Onlangs bleek uit onderzoek dat een dergelijk ventilatiesysteem mogelijk een rol speelde bij de verspreiding van het coronavirus in zorginstelling De Tweemaster in Maassluis. Zeventien bewoners en achttien medewerkers raakten daar in juni kort na elkaar besmet, terwijl personeelsleden preventief mondmaskers zouden hebben gedragen. Zes bewoners kwamen te overlijden aan COVID-19.
In het ventilatiesysteem van het verpleeghuis werden virusdeeltjes aangetroffen, maar een causaal verband tussen het systeem en de besmettingen is (nog) niet aangetoond.
Over één advies zijn het RIVM, Franchimon en Bluyssen het in elk geval eens, dat is om ramen en deuren zo vaak als mogelijk tegenover elkaar open te zetten om de boel flink door te luchten. "Ook in de winter. Dan maar in je winterjas in de klas", zegt Franchimon. "Mondkapjes zou ook nog kunnen", voegt Bluyssen toe. "Dat doen ze in andere landen ook."

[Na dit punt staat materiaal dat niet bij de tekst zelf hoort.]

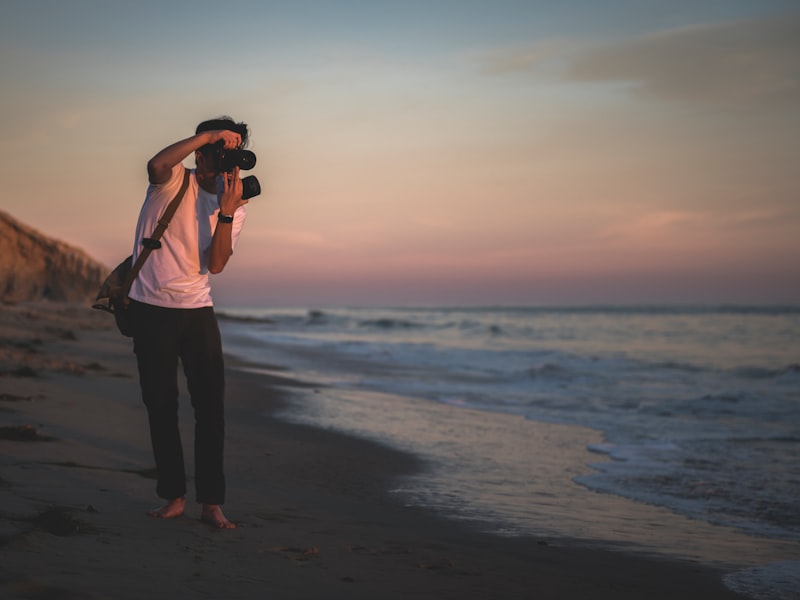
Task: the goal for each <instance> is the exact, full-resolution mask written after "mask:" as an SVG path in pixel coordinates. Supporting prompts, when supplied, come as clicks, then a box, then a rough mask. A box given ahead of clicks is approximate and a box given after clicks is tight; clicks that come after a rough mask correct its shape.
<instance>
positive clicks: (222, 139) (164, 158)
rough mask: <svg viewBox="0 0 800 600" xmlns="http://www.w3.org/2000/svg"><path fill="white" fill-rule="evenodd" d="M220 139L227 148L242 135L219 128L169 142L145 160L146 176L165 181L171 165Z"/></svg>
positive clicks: (224, 129)
mask: <svg viewBox="0 0 800 600" xmlns="http://www.w3.org/2000/svg"><path fill="white" fill-rule="evenodd" d="M220 140H223V141H224V142H225V148H226V149H228V150H231V149H233V148H238V146H239V144H241V143H242V137H241V136H240V135H239V134H238V133H236V132H234V131H228V130H227V129H221V130H218V131H204V132H203V133H198V134H197V135H193V136H192V137H188V138H186V139H184V140H181V141H179V142H175V143H174V144H170V145H169V146H167V147H166V148H164V149H163V150H161V151H160V152H159V153H158V154H156V155H155V156H154V157H153V158H151V159H150V160H149V161H147V176H148V178H149V179H150V183H154V184H161V183H166V182H167V181H169V178H170V175H171V174H172V167H174V166H175V165H177V164H178V163H180V162H181V161H183V159H185V158H186V157H187V156H189V155H190V154H191V153H192V152H195V151H196V150H199V149H200V148H202V147H203V146H205V145H206V144H214V143H216V142H218V141H220Z"/></svg>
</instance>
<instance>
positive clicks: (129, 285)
mask: <svg viewBox="0 0 800 600" xmlns="http://www.w3.org/2000/svg"><path fill="white" fill-rule="evenodd" d="M188 187H189V169H187V168H185V167H184V169H183V184H182V185H181V189H180V190H178V193H177V194H175V197H174V198H173V199H172V201H170V203H169V205H168V206H167V210H165V211H164V214H163V215H161V218H160V219H159V220H158V225H157V226H156V228H155V231H153V235H151V236H150V237H149V238H144V239H143V240H142V246H143V248H142V251H141V252H140V253H139V256H138V257H137V258H136V262H135V263H134V264H133V267H131V270H130V271H128V274H127V276H126V277H125V282H124V284H123V285H124V290H125V295H124V298H125V301H126V302H127V300H128V292H129V291H130V289H131V286H132V285H133V280H134V279H136V276H137V275H139V271H140V270H141V269H142V265H144V261H146V260H147V257H148V256H150V253H151V252H152V251H153V250H157V249H159V248H161V242H160V241H159V240H160V239H161V236H162V235H164V232H165V231H166V230H167V227H168V226H169V222H170V221H171V220H172V217H173V216H174V215H175V211H176V210H178V205H179V204H180V203H181V200H183V196H184V194H185V193H186V188H188Z"/></svg>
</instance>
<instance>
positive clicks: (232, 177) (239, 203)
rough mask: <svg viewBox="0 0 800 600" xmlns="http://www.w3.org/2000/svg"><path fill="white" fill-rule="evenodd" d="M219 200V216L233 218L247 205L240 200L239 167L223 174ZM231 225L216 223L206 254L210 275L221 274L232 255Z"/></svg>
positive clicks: (246, 201)
mask: <svg viewBox="0 0 800 600" xmlns="http://www.w3.org/2000/svg"><path fill="white" fill-rule="evenodd" d="M218 198H219V214H221V215H229V216H233V214H234V213H235V212H236V211H237V210H238V209H239V208H240V207H242V206H244V205H245V204H247V200H242V180H241V178H240V177H239V167H236V168H235V169H234V170H233V172H232V173H223V175H222V192H221V193H220V194H219V196H218ZM232 232H233V223H223V222H222V221H217V227H216V229H214V237H213V238H212V240H211V248H210V249H209V252H208V270H209V272H211V273H221V272H222V270H223V269H224V268H225V265H227V264H228V259H230V257H231V255H232V254H233V237H232Z"/></svg>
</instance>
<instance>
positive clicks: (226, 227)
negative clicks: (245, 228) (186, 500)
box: [130, 117, 248, 528]
mask: <svg viewBox="0 0 800 600" xmlns="http://www.w3.org/2000/svg"><path fill="white" fill-rule="evenodd" d="M247 138H248V128H247V125H246V124H244V123H235V122H234V121H233V119H231V118H230V117H221V118H219V119H213V120H210V121H204V122H203V123H200V125H198V126H197V130H196V133H195V135H193V136H191V137H188V138H186V139H183V140H180V141H178V142H175V143H174V144H171V145H170V146H167V147H166V148H164V149H163V150H161V151H160V152H158V153H157V154H156V155H155V156H153V158H151V159H150V161H149V162H148V163H147V173H148V177H149V181H150V185H149V187H148V189H147V195H146V197H145V201H144V205H143V206H142V210H141V212H140V214H139V221H138V224H137V227H136V240H135V245H134V260H136V257H137V256H138V253H139V252H140V251H141V249H142V247H143V246H142V240H143V239H144V238H148V237H149V236H150V235H151V234H152V233H153V231H154V230H155V228H156V226H157V224H158V219H159V218H160V217H161V215H162V214H163V212H164V210H165V209H166V207H167V205H168V204H169V202H170V201H171V200H172V198H173V197H175V195H176V193H177V192H178V191H179V190H180V188H181V185H182V184H183V180H184V167H183V165H182V161H183V160H184V159H185V158H187V157H188V156H189V155H190V154H192V153H194V156H195V163H196V168H195V169H192V170H191V172H190V176H189V185H188V188H187V189H186V192H185V194H184V196H183V200H182V201H181V203H180V205H179V207H178V210H177V211H176V212H175V215H174V216H173V218H172V220H171V221H170V224H169V227H168V228H167V231H166V232H165V234H164V235H163V237H162V238H161V247H160V248H158V249H156V250H153V251H152V252H151V254H150V256H149V258H148V259H147V261H145V263H144V266H143V267H142V269H141V271H140V272H139V275H138V277H137V278H136V279H135V280H134V282H133V286H132V287H131V291H130V298H131V314H132V316H133V320H134V327H135V330H134V335H133V342H134V352H135V353H136V359H137V365H138V368H139V381H140V385H141V389H142V399H143V400H144V403H145V405H146V407H147V412H148V420H149V424H150V437H151V441H152V445H153V454H154V456H155V462H156V468H157V471H158V483H157V487H156V492H157V494H158V495H159V497H161V498H163V499H165V500H166V504H165V505H163V506H161V507H160V508H157V509H155V510H153V511H151V512H149V513H148V514H149V515H151V516H153V517H157V518H165V519H167V518H174V517H179V516H181V515H183V513H184V509H185V506H186V498H185V495H186V475H185V471H184V461H183V448H182V444H181V439H180V433H179V427H178V373H177V369H178V360H179V359H180V362H181V364H182V366H183V371H184V374H185V376H186V382H187V387H188V390H189V394H190V395H191V402H192V407H193V408H194V414H195V439H194V449H195V491H196V495H197V502H199V503H200V504H202V511H201V518H202V520H203V521H205V522H207V523H209V524H211V525H212V526H214V527H219V528H234V527H235V525H234V524H233V523H232V522H231V521H229V520H228V519H227V518H226V517H225V515H224V514H223V512H222V508H221V505H222V504H223V503H224V502H225V476H224V472H223V446H224V438H225V419H224V409H223V403H224V386H225V384H224V368H223V358H222V344H221V341H220V334H219V327H218V325H217V321H216V317H215V315H214V309H213V302H212V299H211V293H210V292H211V289H210V283H209V273H219V272H221V271H222V270H223V269H224V268H225V265H226V264H227V262H228V259H229V258H230V257H231V255H232V254H233V249H234V246H235V245H236V240H237V239H238V236H239V233H240V231H241V229H242V225H243V223H244V220H245V216H246V209H245V205H246V204H247V200H243V199H242V181H241V179H240V178H239V168H238V167H236V168H234V169H233V170H232V171H230V172H227V173H221V172H219V170H218V169H219V165H218V160H217V156H218V153H219V151H220V147H222V148H224V149H225V150H232V149H236V148H240V147H242V146H244V145H246V143H247Z"/></svg>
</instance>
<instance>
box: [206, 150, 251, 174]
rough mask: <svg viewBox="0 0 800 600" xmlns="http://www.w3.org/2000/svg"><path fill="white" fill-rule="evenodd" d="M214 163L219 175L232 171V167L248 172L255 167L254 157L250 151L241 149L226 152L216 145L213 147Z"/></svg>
mask: <svg viewBox="0 0 800 600" xmlns="http://www.w3.org/2000/svg"><path fill="white" fill-rule="evenodd" d="M214 161H215V164H216V167H217V170H218V171H219V172H220V173H227V172H228V171H232V170H233V169H234V167H239V168H240V169H242V170H243V171H249V170H250V169H252V168H253V167H255V166H256V155H255V153H253V152H250V150H242V149H241V148H235V149H233V150H226V149H225V148H223V147H222V146H221V145H218V146H215V147H214Z"/></svg>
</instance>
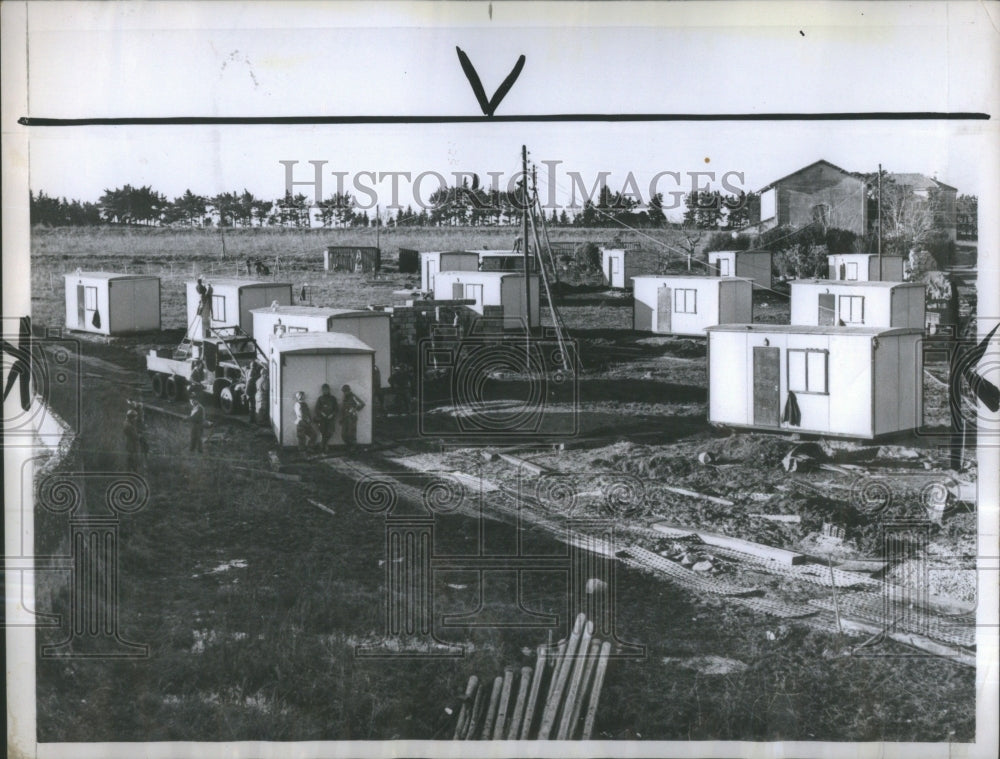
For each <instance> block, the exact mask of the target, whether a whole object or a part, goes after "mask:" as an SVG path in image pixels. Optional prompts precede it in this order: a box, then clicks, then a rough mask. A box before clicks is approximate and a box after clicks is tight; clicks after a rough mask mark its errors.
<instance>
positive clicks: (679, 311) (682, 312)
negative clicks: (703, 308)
mask: <svg viewBox="0 0 1000 759" xmlns="http://www.w3.org/2000/svg"><path fill="white" fill-rule="evenodd" d="M697 296H698V291H697V290H674V313H675V314H696V313H698V300H697Z"/></svg>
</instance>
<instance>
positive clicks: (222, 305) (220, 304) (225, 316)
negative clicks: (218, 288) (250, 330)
mask: <svg viewBox="0 0 1000 759" xmlns="http://www.w3.org/2000/svg"><path fill="white" fill-rule="evenodd" d="M225 320H226V296H225V295H213V296H212V321H215V322H224V321H225Z"/></svg>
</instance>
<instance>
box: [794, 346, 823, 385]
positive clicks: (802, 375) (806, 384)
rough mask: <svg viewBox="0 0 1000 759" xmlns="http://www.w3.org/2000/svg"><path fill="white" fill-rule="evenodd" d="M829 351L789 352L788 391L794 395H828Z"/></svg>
mask: <svg viewBox="0 0 1000 759" xmlns="http://www.w3.org/2000/svg"><path fill="white" fill-rule="evenodd" d="M827 355H828V354H827V351H825V350H810V349H806V350H799V349H791V350H789V351H788V389H789V390H790V391H791V392H793V393H819V394H826V393H827Z"/></svg>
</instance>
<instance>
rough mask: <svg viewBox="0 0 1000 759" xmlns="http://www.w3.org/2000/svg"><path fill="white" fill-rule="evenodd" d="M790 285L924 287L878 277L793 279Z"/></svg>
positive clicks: (886, 287) (882, 286)
mask: <svg viewBox="0 0 1000 759" xmlns="http://www.w3.org/2000/svg"><path fill="white" fill-rule="evenodd" d="M788 284H790V285H824V286H829V287H879V288H888V289H892V288H894V287H924V285H923V284H922V283H920V282H892V281H886V280H880V279H869V280H863V279H793V280H792V281H790V282H789V283H788Z"/></svg>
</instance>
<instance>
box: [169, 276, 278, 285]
mask: <svg viewBox="0 0 1000 759" xmlns="http://www.w3.org/2000/svg"><path fill="white" fill-rule="evenodd" d="M201 279H202V281H203V282H204V283H205V284H210V285H212V287H218V286H220V285H221V286H223V287H291V286H292V283H291V282H268V281H266V280H262V279H241V278H239V277H206V276H203V277H202V278H201ZM187 284H189V285H196V284H198V281H197V280H196V279H189V280H188V281H187Z"/></svg>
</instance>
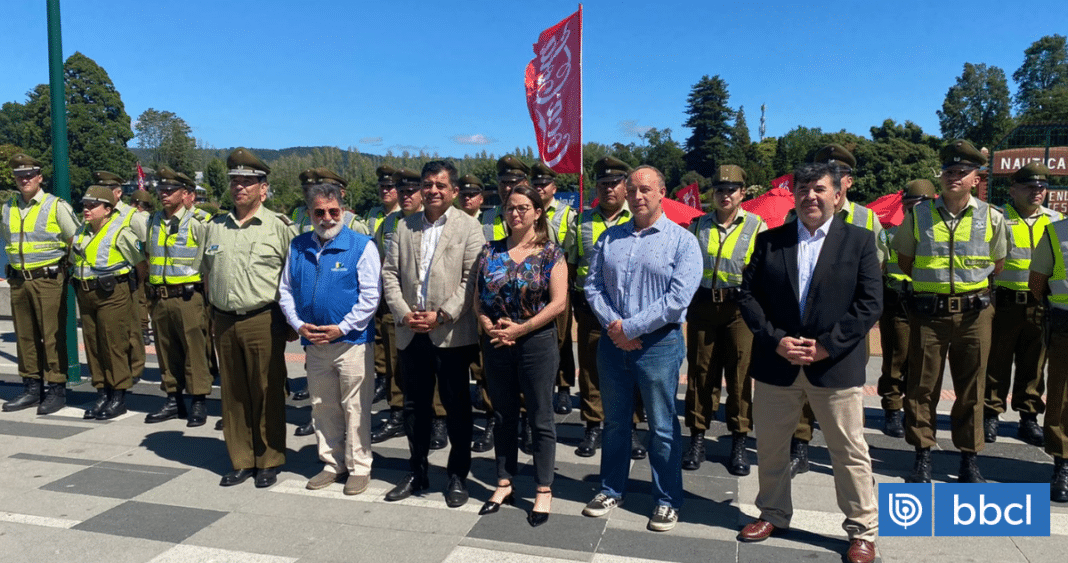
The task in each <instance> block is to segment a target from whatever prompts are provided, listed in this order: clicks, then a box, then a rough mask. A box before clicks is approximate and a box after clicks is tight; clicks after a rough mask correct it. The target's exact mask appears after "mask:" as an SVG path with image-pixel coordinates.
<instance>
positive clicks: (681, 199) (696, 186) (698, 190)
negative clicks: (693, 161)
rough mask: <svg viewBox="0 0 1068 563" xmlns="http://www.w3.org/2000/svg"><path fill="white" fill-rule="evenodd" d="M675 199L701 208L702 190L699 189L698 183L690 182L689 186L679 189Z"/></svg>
mask: <svg viewBox="0 0 1068 563" xmlns="http://www.w3.org/2000/svg"><path fill="white" fill-rule="evenodd" d="M675 200H676V201H680V202H682V203H685V204H687V205H689V206H690V207H693V208H694V209H701V190H698V189H697V185H696V184H690V185H689V186H687V187H685V188H682V189H680V190H678V193H676V194H675Z"/></svg>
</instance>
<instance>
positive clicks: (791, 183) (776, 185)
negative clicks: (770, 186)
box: [771, 174, 794, 193]
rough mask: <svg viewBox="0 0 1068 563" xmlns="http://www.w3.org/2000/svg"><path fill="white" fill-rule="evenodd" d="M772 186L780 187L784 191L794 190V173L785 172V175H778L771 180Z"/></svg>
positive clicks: (791, 192) (778, 187)
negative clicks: (786, 173) (788, 173)
mask: <svg viewBox="0 0 1068 563" xmlns="http://www.w3.org/2000/svg"><path fill="white" fill-rule="evenodd" d="M771 187H772V188H782V189H784V190H786V191H789V192H791V193H792V192H794V174H786V175H785V176H779V177H778V178H775V179H772V181H771Z"/></svg>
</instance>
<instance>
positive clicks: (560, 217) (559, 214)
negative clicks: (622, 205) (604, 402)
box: [531, 160, 578, 415]
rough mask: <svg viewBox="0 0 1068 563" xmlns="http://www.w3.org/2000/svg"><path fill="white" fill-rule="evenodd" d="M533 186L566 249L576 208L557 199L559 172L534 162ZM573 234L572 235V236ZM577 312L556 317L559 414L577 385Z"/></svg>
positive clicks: (570, 411)
mask: <svg viewBox="0 0 1068 563" xmlns="http://www.w3.org/2000/svg"><path fill="white" fill-rule="evenodd" d="M531 186H533V187H534V189H535V190H537V192H538V194H539V196H541V202H543V203H545V213H546V219H547V220H548V221H549V238H550V239H551V240H552V241H553V243H555V244H557V245H560V247H561V248H562V249H563V250H564V252H565V253H566V252H567V248H564V244H565V243H567V241H568V240H575V236H574V232H575V220H576V217H577V216H578V214H577V213H575V209H574V208H571V206H570V205H568V204H567V203H565V202H562V201H560V200H557V199H556V171H555V170H553V169H551V168H549V167H548V165H546V163H545V162H543V161H540V160H537V161H535V162H534V163H533V165H531ZM569 235H570V236H569ZM574 322H575V315H574V314H571V307H570V306H569V304H568V306H567V307H565V308H564V312H563V313H562V314H561V315H560V316H559V317H556V338H557V339H560V371H559V372H557V373H556V394H555V395H553V398H552V408H553V410H554V411H555V412H556V413H557V415H567V413H569V412H571V388H572V387H575V351H574V350H572V348H574V344H572V342H571V323H574Z"/></svg>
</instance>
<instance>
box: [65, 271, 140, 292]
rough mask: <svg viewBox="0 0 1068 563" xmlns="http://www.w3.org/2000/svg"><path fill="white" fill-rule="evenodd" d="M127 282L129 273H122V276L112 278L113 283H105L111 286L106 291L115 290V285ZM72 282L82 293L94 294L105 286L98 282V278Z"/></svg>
mask: <svg viewBox="0 0 1068 563" xmlns="http://www.w3.org/2000/svg"><path fill="white" fill-rule="evenodd" d="M128 281H130V275H129V273H123V275H122V276H114V282H111V281H108V282H107V285H110V286H111V288H110V290H108V291H109V292H110V291H111V290H114V288H115V285H117V284H120V283H126V282H128ZM74 282H75V285H76V286H77V287H80V288H81V291H83V292H95V291H96V290H99V288H100V287H101V286H104V285H106V284H105V283H104V282H101V281H100V278H91V279H89V280H78V279H76V280H74Z"/></svg>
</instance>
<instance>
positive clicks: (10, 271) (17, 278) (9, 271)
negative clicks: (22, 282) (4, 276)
mask: <svg viewBox="0 0 1068 563" xmlns="http://www.w3.org/2000/svg"><path fill="white" fill-rule="evenodd" d="M62 271H63V268H61V267H60V266H59V265H53V266H42V267H40V268H34V269H32V270H20V269H18V268H16V267H14V266H12V265H11V264H9V265H7V277H9V278H15V279H17V280H22V281H32V280H44V279H48V280H54V279H56V278H59V277H60V272H62Z"/></svg>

'Ventileren, maar met gesloten deuren'
Nico Scholten van Expertisecentrum Regelgeving Bouw benadrukt het belang van onderscheid maken tussen ventilatie en luchtstromen. "Het schoolpersoneel moet schoollokalen ventileren met gesloten deuren. Ramen maximaal open, deuren dicht als de leerlingen er niet zijn", aldus Scholten. Dat moet zorgen voor een "maximum aan verse lucht als leerlingen weer het lokaal betreden zonder kans op verspreiding van lucht uit het lokaal naar de rest van het schoolgebouw."
Naar boven gerichte luchtstromen hebben wat hem betreft de voorkeur boven zogeheten dwarsventilatie. "Als de luchtstromen naar boven zijn gericht en hoog in het lokaal worden afgevoerd, is er minimale kans op besmetting omdat je niet in aanraking komt met uitgeademde lucht."